For weeks, I kept a bookmark on the illustration showing the best view of the most perfect shoes in the world. Next to Mary Janes, even Cinderella’s transparent pumps paled. After weeks of my pleading, my mother finally broke down and drove me to the local shoe store. Did I take the book along to compare? Probably not; the Platonic image of Mary Janes had become permanently imprinted on my brain.

Alas, the store carried only a clunky country cousin of the magic shoes. They were heavy, dark red, verging on the dread oxblood, and they had a thick strap. But my mother was disinclined to pursue the Holy Grail of Mary Janehood any further.
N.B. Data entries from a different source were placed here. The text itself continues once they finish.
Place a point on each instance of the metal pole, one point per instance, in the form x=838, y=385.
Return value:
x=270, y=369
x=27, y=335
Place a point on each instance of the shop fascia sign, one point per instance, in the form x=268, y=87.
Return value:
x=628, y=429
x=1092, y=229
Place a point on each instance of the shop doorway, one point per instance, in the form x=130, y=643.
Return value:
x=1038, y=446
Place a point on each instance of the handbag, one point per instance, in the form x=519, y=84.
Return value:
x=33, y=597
Back home, I compared my clumsily shod foot to the spare, lithe image in the book illustrations and sighed.

By the time I got to college, at last old enough--and sufficiently removed from Mom’s watchful eye--to wear any shoes I pleased, high heels were Out. I spent years in little boys’ lace-up boots, the Doc Martens precursor for young American women with small feet. Once you developed a small, permanent callous about two inches above the ankle, you could walk comfortably for miles, even in snow country. Plus, my boyfriend thought the boots were cute.
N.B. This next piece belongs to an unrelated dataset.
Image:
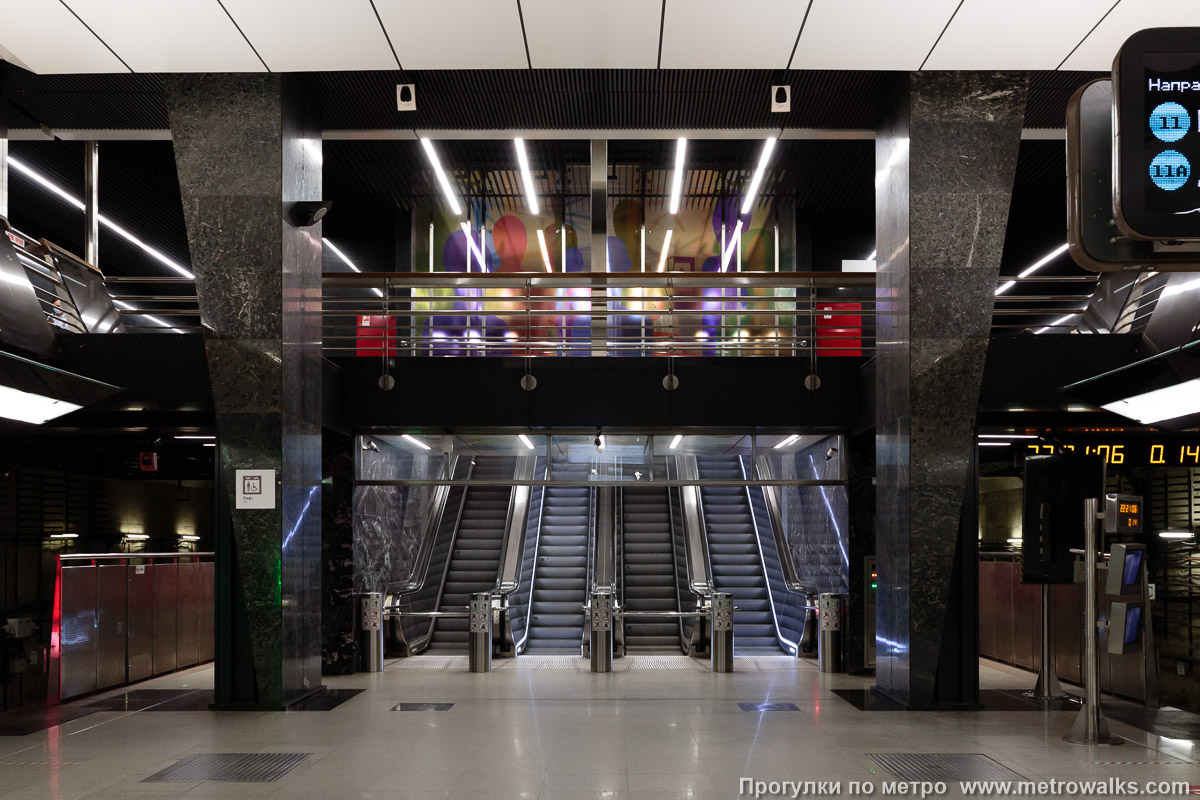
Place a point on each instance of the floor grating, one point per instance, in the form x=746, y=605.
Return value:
x=945, y=767
x=231, y=768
Back in the real world of cities, dull, entry-level jobs and massive insecurity, I finally became hooked by high heels. Perched painfully on stalks of leather-wrapped manufactured materials, mashing the tiny, slippery plastic heel tip into oblivion after just a week or so, I grew not only in physical stature but in fantasies of authority and worldliness. I tried not to be rattled when male strangers offered unaccustomed compliments.

Sure, I sat down a lot and begged off errands involving more than a block of walking. But I began to crave ever higher heels. Frequent observation of stylish women--I had graduated from book illustrations by then--suggested that the goal was to show off as much as possible of the inside of the heel, from a standing position.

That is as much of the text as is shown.